Why Pump Power Is Three Numbers: Hydraulic, Brake, and Motor Input

Pump power is a chain of three distinct figures — hydraulic power, brake horsepower, and motor electrical input — each larger than the last by the ratio of a stage efficiency. Confusing them is the most common pump sizing error, producing either an undersized motor that overheats on startup or an oversized motor that wastes capital and operates at poor power factor.
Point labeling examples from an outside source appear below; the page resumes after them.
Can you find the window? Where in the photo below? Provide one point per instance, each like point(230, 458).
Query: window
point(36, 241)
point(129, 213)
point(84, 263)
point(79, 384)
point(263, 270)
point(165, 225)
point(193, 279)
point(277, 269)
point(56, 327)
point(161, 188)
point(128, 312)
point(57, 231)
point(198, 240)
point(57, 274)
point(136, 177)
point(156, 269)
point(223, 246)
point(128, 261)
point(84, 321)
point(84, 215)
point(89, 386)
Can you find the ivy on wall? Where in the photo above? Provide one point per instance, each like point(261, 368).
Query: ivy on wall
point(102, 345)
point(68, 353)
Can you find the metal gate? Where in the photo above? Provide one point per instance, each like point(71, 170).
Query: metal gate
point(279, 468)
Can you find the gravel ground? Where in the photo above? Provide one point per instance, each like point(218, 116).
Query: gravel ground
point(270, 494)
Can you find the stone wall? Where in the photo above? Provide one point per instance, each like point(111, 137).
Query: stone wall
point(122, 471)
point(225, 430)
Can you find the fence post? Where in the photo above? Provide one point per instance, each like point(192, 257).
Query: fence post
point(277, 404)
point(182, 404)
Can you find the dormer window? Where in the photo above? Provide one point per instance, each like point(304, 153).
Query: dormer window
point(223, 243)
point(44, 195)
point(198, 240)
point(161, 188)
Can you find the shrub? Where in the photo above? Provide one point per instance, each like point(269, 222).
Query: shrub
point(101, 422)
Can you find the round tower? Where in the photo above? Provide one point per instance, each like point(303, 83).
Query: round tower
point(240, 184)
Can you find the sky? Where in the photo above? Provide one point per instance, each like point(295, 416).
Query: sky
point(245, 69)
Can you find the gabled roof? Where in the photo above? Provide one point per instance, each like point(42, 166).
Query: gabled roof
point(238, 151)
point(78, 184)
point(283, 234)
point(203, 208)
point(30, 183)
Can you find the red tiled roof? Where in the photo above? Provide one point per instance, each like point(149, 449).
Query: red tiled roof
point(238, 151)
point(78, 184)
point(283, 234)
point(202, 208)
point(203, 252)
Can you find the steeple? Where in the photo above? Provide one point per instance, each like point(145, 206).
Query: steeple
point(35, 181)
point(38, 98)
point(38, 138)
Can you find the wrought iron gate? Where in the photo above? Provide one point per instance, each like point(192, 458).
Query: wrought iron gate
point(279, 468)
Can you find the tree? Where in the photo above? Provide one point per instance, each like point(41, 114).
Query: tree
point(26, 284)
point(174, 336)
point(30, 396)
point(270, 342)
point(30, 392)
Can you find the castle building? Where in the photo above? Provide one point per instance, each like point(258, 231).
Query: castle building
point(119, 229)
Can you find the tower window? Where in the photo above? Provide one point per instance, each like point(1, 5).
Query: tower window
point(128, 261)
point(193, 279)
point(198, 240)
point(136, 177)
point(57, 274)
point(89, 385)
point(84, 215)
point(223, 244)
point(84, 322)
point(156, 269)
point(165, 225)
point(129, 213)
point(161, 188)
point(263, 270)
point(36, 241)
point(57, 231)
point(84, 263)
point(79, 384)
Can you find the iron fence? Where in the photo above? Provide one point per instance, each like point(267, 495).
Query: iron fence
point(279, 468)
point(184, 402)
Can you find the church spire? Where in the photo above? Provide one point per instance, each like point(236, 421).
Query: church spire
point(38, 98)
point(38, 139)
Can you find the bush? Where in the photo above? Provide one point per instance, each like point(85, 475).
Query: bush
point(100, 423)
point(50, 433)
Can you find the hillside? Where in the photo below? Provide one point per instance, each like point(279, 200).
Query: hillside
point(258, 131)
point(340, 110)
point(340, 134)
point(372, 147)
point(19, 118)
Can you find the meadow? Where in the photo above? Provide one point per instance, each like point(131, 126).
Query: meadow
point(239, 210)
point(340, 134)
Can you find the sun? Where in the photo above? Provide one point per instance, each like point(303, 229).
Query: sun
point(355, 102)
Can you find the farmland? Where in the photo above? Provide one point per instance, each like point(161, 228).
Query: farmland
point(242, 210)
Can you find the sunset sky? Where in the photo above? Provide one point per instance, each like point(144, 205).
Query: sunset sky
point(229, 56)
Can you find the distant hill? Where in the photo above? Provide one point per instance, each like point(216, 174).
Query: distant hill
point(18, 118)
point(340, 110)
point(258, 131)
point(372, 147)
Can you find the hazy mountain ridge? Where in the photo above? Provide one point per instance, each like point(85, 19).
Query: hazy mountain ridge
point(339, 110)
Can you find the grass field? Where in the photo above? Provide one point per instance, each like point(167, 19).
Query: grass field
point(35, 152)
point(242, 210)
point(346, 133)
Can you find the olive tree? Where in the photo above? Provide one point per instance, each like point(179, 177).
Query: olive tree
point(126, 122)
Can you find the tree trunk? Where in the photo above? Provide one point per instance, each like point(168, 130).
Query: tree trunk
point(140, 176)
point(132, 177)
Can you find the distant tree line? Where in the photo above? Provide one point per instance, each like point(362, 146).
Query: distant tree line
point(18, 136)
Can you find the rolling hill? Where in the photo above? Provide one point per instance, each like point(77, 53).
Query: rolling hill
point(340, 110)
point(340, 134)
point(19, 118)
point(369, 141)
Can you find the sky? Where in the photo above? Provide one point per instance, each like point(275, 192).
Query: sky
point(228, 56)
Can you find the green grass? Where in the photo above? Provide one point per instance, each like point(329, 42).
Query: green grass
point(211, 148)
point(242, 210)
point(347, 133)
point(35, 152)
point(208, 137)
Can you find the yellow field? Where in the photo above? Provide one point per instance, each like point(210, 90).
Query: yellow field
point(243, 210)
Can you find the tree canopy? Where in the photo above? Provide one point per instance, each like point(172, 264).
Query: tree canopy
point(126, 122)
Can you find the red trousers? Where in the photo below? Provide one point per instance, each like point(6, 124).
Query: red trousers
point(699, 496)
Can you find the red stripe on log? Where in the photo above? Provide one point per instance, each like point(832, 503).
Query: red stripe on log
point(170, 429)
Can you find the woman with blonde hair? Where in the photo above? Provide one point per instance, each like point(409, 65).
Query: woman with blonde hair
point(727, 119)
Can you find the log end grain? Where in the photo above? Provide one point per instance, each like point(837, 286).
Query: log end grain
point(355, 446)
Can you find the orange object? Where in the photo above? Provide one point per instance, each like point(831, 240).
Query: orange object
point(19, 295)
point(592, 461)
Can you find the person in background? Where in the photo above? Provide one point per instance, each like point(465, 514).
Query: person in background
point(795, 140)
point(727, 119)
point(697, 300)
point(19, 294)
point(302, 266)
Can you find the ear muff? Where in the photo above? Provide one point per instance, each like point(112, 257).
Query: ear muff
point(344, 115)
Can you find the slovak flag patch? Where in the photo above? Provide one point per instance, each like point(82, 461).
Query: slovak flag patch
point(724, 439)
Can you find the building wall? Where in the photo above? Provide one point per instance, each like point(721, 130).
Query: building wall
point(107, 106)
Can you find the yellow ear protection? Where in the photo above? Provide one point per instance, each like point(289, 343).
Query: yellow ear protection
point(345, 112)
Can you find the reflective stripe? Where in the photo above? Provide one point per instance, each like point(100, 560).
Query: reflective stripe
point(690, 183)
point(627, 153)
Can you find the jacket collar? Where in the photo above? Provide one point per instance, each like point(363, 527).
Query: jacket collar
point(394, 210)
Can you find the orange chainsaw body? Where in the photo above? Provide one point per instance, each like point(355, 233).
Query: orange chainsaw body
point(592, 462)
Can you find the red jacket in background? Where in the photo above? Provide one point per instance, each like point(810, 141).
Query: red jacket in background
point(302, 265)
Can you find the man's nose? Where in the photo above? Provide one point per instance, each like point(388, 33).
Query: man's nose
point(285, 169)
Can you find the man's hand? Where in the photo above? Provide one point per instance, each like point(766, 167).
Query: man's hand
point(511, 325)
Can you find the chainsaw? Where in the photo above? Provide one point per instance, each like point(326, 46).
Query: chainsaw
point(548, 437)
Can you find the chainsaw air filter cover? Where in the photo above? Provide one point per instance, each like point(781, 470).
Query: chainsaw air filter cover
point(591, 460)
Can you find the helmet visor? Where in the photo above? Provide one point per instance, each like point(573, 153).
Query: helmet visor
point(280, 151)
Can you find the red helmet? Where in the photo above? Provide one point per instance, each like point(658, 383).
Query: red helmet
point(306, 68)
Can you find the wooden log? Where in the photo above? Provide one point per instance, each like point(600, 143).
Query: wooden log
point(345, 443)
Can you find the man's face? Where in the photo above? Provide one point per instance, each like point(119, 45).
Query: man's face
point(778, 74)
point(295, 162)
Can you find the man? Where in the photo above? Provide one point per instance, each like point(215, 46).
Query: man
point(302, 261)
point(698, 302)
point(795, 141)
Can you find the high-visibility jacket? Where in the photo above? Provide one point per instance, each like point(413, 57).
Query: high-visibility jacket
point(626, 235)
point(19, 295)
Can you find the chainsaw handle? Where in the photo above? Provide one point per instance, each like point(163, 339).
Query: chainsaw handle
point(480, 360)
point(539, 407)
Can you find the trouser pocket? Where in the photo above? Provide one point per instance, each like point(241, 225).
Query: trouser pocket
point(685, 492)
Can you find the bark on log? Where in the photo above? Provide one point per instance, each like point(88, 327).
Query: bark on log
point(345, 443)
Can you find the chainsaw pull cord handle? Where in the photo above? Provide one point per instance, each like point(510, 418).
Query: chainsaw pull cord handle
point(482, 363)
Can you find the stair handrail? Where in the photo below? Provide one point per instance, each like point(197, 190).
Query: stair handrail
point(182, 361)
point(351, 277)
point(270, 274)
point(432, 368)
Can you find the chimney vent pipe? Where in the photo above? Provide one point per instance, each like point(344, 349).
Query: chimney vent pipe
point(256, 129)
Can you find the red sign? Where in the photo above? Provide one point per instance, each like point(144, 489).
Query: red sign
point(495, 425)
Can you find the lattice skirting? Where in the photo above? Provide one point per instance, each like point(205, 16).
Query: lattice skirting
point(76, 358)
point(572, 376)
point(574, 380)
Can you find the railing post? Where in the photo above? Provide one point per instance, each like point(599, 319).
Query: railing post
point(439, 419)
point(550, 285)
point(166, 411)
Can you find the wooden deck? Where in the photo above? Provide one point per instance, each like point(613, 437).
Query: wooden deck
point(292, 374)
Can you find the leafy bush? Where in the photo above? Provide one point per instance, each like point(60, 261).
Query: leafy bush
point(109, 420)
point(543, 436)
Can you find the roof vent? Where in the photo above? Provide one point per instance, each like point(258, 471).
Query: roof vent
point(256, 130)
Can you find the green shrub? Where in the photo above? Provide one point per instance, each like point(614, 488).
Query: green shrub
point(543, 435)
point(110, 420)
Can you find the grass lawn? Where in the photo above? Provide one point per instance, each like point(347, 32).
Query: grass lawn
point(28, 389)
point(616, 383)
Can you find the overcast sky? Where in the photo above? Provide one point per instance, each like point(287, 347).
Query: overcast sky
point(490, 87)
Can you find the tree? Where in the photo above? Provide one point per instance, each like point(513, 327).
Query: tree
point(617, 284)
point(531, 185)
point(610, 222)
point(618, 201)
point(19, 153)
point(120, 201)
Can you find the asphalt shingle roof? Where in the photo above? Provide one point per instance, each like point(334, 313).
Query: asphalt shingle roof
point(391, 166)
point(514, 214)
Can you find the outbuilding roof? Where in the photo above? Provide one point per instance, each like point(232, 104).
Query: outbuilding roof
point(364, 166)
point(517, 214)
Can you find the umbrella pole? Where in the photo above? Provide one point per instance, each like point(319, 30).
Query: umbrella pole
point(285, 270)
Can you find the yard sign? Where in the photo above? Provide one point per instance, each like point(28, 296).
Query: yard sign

Hydraulic power is the useful minimum: the actual energy delivered to the fluid, not the energy the pump or motor must supply. In US customary units, it is Q × H × SG / 3960 where Q is flow in GPM, H is total dynamic head in feet, and SG is the fluid specific gravity referenced to water. In SI, it is ρ × g × Q × H where ρ is density in kg/m³, g is 9.81 m/s², and Q is in m³/s. Divide hydraulic power by pump efficiency at the duty point to get brake horsepower, the shaft power the pump actually demands at the operating flow and head. Divide BHP by motor efficiency to get motor electrical input, the watt-hours per hour the utility meter records. A pump at 75% efficiency driven by a 92% motor gives 69% overall: the motor draws 45% more from the grid than the fluid receives as useful work.

The two figures that determine engineering decisions are BHP (motor sizing, because nameplate rating is shaft output capability) and motor electrical input (energy economics, because that is grid draw). Hydraulic Institute standards, specifically ANSI/HI 9.6.x and the Hydraulic Institute Engineering Data Book, define the power formulas and the 3960 constant. NEMA MG-1 (Motors and Generators) establishes the US horsepower nameplate ladder and service factor. IEC 60034 and IEC 60034-30-1 set the international kW nameplate ladder and IE efficiency classes. Cross-reference the Hazen-Williams Pipe Flow article: that article computed friction loss, which enters total dynamic head as the largest variable component. The pump moves the water that Hazen-Williams sized the pipe for.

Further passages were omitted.